A literatura nacional tece-se com os
contributos, nem sempre devidamente reconhecidos nem muito divulgados,
dos autores regionais e locais que fazem da paisagem e da herança
material e imaterial das suas terras a fonte de inspiração das suas
criações literárias e artísticas. O amor à terra de nascimento é um dos
sentimentos mais fortes do ser humano, que, por vezes, se traduz em
serviços de enobrecimento e em solidariedades várias.
O escritor João Lemos é um desses
importantes criadores que, na bela e rica paisagem aquosa de Aveiro e na
sua história, tem encontrado as ninfas inspiradoras para os seus livros
e textos, em que cultiva géneros literários variados.
Os seus contos, os seus ensaios, os seus
romances, preparados por ele com cuidado, e alguns merecidamente
distinguidos por diversas instâncias, fazem do João Lemos um escritor
regionalista de referência.
Agora, João Lemos abalança-se neste livro a
tentar preencher as lacunas do que não se conhece, acrescentando à
investigação do que se sabe pelos documentos históricos a imaginação
literária. É um livro que pretende reconstruir a vida e os percursos de
Fernão de Oliveira, nome do humanista aveirense que depois evoluiu para
Fernando Oliveira (c. 1507-c. 1582).
Há, de facto, não poucos autores de primeira
água na história da cultura portuguesa, cujas obras chegaram até nós
muito reconhecidas pela sua originalidade e pelo seu carácter pioneiro,
ou seja, como pilar fundador da nossa língua, da nossa história, da
nossa ciência e da nossa literatura. No entanto, a documentação-fonte,
que permita reconstituir a vida dos seus autores nos mais diferentes
contornos, é exígua, parcelar e deficitária. Isto acontece muito com os
criadores da nossa cultura até ao dealbar da época moderna, para os
quais era mais importante deixar obra feita e influente e menos
prioritário tornar visível o seu autor. A ideia de autor como essencial
vinculado à identidade da obra desenha-se mais nitidamente com o
antropocentrismo que a cultura da modernidade afirma. Hoje, assiste-se,
nas sociedades hipermodernas, à plena afirmação e distinção do indivíduo
sobre a comunidade, ponto de chegada do processo de emancipação do homem
moderno como protagonista principal da história, superando a medieval
visão providencialista do peregrinar humano sobre a terra, que, por
vezes, chega a degenerar num patológico egotismo.

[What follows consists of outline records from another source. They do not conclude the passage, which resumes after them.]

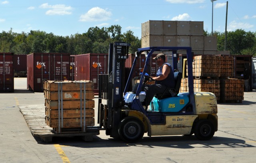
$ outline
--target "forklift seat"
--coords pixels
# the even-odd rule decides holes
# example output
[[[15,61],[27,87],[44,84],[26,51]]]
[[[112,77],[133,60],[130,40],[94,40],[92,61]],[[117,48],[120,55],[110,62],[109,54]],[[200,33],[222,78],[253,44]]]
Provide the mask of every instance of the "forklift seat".
[[[182,78],[182,73],[181,72],[175,72],[174,81],[175,87],[174,88],[167,87],[162,94],[157,94],[155,97],[158,99],[162,99],[171,97],[176,96],[180,91],[181,79]]]

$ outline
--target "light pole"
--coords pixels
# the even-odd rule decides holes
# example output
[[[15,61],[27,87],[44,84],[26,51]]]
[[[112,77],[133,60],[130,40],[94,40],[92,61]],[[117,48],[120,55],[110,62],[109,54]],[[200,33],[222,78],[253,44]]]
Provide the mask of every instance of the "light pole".
[[[213,35],[213,1],[217,0],[211,0],[211,2],[212,3],[212,36]]]

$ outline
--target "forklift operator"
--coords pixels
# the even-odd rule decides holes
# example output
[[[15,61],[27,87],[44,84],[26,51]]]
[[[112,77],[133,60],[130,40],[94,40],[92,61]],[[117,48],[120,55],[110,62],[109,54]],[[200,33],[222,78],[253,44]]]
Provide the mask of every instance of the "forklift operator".
[[[165,58],[165,55],[163,54],[158,54],[153,58],[156,60],[157,66],[160,67],[156,73],[156,76],[152,77],[155,80],[155,84],[145,86],[146,99],[142,104],[146,111],[156,94],[163,94],[166,88],[175,87],[173,70],[171,65],[166,62]]]

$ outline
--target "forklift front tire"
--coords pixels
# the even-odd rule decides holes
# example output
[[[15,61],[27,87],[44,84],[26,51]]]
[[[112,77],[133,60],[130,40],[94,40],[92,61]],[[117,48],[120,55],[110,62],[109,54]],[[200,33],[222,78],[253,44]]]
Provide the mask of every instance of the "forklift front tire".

Por isso, a cultura dos nossos dias valoriza
imenso o conhecimento do autor a par do conhecimento da obra. Causa-nos
mesmo perplexidade e move-nos uma curiosidade quase obsessiva para
conhecer o autor da obra que chegou até nós, como se tal conhecimento
fosse fundamental para a plenitude da assunção da obra em termos da sua
compreensão e valorização.
E quando não temos documentos que permitam
saber com rigor histórico a obra que chegou até nós, tentamos colmatar
esse deficit de saber pelo cultivo do género romance histórico ou de um
seu híbrido, como é o caso do livro que aqui prefaciamos.
João Lemos assume o desafio de fazer uso dos
parcos documentos de que dispomos para tecer um fio condutor contínuo,
de modo a oferecer-nos uma narrativa completa daquela que teria sido a
vida aventurosa de Fernando Oliveira. Outros já o tinham tentado, como
Teresa Ferrer dos Passos. Mas neste, como noutros casos, sobre o que não
se conhece verdadeiramente, tudo se pode imaginar. E a imaginação é o
motor da criação humana nos vários planos. Por isso, nunca é demais
imaginar uma vida que, mesmo pelo não muito que se sabe, se pressente
que tenha sido extraordinária, e tão inspiradora ainda para nós, homens
e mulheres do século XXI, que não nos conformamos com a inércia que nos
imobiliza e nos atrasa em relação a outros povos que têm a capacidade de
iniciativa e de inovação como marca distintiva.
Assim, o escritor João Lemos está de
parabéns por mais este livro que nos ajuda a compreender e a admirar um
dos mais geniais e pioneiros humanistas do século − charneira da
história portuguesa − o século de Quinhentos.